特に、隕石を返しに行った時に全員がほくほくしちゃっている中でウェブスの「パーティしてくれるかな?!」は、あの祝宴の皆んなで歌い踊ったのが楽しかったんだな…ってなってきゅうぅっとなるし、それに乗ったピラニアの楽しそうな「ピニャータ!ケーキ!!」でハッとして助手席に落ちているパーティハットを見つめる流れが最高に切なくて素晴らしかった。
ケーキという単語で瞬時に思い出すだけでもグッとくるのに、まさかあの序盤で何気なく被らされたパーティハットがこんなところで…たしかにアジトでの誕生日会のシーンでは被ってないんだもん…なんて小道具の使い方が上手いんだ!
ちょっと面白かったところ。
スネークと隕石を引き換えろ!という時に「ハンドル頼む!」って運転席離れるんだけど、あの残りの3名の誰が運転できる?と思い浮かべたよね…笑。
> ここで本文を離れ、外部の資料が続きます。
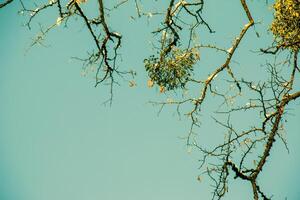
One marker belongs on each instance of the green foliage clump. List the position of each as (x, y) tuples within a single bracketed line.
[(286, 23), (172, 71)]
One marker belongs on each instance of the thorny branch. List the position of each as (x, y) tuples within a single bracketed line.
[(268, 99)]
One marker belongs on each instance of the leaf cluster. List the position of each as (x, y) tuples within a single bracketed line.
[(286, 24), (172, 71)]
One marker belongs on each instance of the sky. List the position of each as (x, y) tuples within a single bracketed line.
[(59, 142)]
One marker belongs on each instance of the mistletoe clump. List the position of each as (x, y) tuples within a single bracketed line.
[(286, 24), (172, 71)]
ミニマムなウェブスピラニアとたぶん運転席に入れないシャーク…と思ったらウルフが戻るカットでピラニアが動いていた!確かに「ハンドル」には手が届くからなんとかなるのか!と妙に納得してしまった。
いや、足届かないの怖いし!笑
見ていて終始感じたのはバッドガイズは軸が膨らみそうなものをとことん削ぎ落としているのがすごいなということ。
特に世界観を細かく説明しない、ってすごいことだと思うのよ。
絶対、制作者というのは設定というものに穴がないように作るはずなので、その設定をどうしたって説明したくなる。
だって自分がコレだ!と思って作った世界を皆に理解してほしいじゃない?
でも今回の作品は映像や展開のテンポ感を考えると敢えて説明的な部分を入れ込む隙間を作ることを極力控えたような気がするんだよね。
人間に定説的に恐れられている、が最重要ポイントであって、人間と動物の共存がどうという話ではないわけで。
例えば、最初のほうでシャークが変装の達人!と紹介され、バッドガイズの中ではあれが変装なんだと言い切っていて、その後の表彰式潜入作戦で細かいことを気にせず見ることができるわけです。
なんで彼らだけしか二足歩行の動物がいないのか、とか考えてしまうだろうけど、他にも動物を配置したらそこに付随する設定を盛り込まないとならないのと、たぶんガイズ達を悪のイメージのデフォルメという部分をとことんフューチャーしようとしたのではないかなと。
これだけ作り込んだ作品を作るチームがそんなところを適当に仕事するとは思えないし、私は作りが甘い、とは感じなかったな。
意図として描いていないんだろうな、としか感じなかった。
あと、初日吹替で見て、すぐに元も知りたい!と字幕も見たくなったわけですが、原語版はめちゃくちゃオシャレな感じでした。
しかし個人的にはメリハリのある映像に流暢な科白、というのに馴染みがなくて…元々、日本語以外でアニメーションを見るという感覚があまりないからかも。
ここアタック強いといいな、とか感じる部分が違うんですよね、たぶん。
日本人が原語版と同じ芝居をしたらよいかというとそれは絶対違うんですよ。
摩擦音や巻音が多いからあの独特の雰囲気になるのだと思うんだよね。
なので吹替版でこのキャストでこの芝居に仕上げてくださったディレクターさんは凄いと思います!マジで!!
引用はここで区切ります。